Na Europa, tudo se fez para
acolher ucranianos, a União Europeia (UE) facilitou o acesso à proteção
internacional, mas para outras pessoas, como as de origem africana, que também
fogem da guerra, a abertura não é a mesma. Os EUA acolhm milhares de
ucranianos, mas prendem, deportam e torturam pessoas do Haiti, que vive uma situação
igualmente dramática.
Na região de Xinjiang, na China, a minoria muçulmana
uigur é vigiada, presa, endoutrinada contra a própria etnia, assassinada e
torturada. Apesar das violações dos
direitos humanos, equivalentes a crimes contra a Humanidade, Pequim escapou da
condenação internacional pela Assembleia Geral da ONU, pelo Conselho de
Segurança e pelo Conselho de Direitos Humanos. Este último estabeleceu um
Redator Especial sobre os direitos humanos na Rússia e um mecanismo de
investigação no Irão, mas votou para não se investigar mais, nem apreciar o relatório
do que se passa em Xinjiang, num país que diz querer liderar as negociações de
paz na Ucrânia (quando só lhe interessa a diplomacia comercial), mas que devia
dar o exemplo com Taiwan.
Na Rússia, foram encerrados meios de comunicação,
ONG privadas de fundos e alvo de buscas e de mandados de apreensão de material
(caso da “Memorial”, que venceu o prémio Nobel da Paz em 2022), por terem
chamado guerra à guerra. Jornalistas foram presos no Afeganistão, na Etiópia, no
Myanmar, na Rússia, na Bielorrússia e em mais países onde há guerras.

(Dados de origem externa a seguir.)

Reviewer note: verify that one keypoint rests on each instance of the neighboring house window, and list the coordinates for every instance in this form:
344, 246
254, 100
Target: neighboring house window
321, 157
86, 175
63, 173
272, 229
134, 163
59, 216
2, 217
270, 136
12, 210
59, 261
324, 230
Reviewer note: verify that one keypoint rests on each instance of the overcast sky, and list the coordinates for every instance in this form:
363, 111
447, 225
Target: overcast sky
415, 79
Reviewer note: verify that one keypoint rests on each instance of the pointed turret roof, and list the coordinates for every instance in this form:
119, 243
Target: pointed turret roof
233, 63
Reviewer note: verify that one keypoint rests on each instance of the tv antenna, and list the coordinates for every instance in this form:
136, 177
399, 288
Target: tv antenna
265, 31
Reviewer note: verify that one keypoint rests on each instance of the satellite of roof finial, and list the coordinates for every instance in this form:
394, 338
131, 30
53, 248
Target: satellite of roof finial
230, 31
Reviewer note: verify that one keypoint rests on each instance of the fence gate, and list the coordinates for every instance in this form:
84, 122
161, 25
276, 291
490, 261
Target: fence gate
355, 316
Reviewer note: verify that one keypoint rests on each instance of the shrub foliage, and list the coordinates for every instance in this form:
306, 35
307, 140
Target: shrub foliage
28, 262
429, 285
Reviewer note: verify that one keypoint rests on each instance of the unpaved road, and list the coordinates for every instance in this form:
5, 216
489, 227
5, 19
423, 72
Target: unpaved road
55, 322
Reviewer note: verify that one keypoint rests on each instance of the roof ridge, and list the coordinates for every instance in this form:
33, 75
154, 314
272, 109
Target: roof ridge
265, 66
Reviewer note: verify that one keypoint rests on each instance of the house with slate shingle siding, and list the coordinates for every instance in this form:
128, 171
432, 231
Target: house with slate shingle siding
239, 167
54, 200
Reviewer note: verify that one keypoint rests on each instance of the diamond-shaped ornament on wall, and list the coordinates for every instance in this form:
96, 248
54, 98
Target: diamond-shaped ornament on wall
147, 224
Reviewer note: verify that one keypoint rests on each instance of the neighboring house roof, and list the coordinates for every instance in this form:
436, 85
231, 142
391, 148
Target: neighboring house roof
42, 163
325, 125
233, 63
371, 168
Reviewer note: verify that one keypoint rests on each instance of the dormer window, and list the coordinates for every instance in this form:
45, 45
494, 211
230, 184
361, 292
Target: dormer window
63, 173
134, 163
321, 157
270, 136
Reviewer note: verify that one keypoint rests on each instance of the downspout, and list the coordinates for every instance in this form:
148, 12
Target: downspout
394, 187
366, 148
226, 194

Na Austrália, na Índia, na Indonésia e no Reino Unido,
aprovaram-se leis que restringem as manifestações; no Sri Lanka, utilizaram-se os
poderes do estado de emergência para restringir os protestos contra o aumento
do custo de vida; no Reino Unido, a lei dá às autoridades amplos poderes, como
o de proibir “protestos ruidosos”; em dezembro, as forças de segurança peruanas reprimiram indígenas e
camponeses, pelos protestos contra a deposição do ex-presidente Pedro Castillo;
e, em Moçambique, a par de inundações e de violência em Cabo Delgado, jornalistas, defensores dos direitos humanos e oposição política sofreram
a repressão.
E uma reportagem da agência Lusa, já este ano, registava as queixas de manifestantes contra os
métodos de repressão da polícia, cada vez mais comuns, tendo matado
manifestantes em países como o Equador, a Colômbia, a Somália, a Serra Leoa, o Chade
ou as Filipinas.
Enfim, sofrimento, guerra, violência e violação dos
direitos humanos vistos sob duplo critério.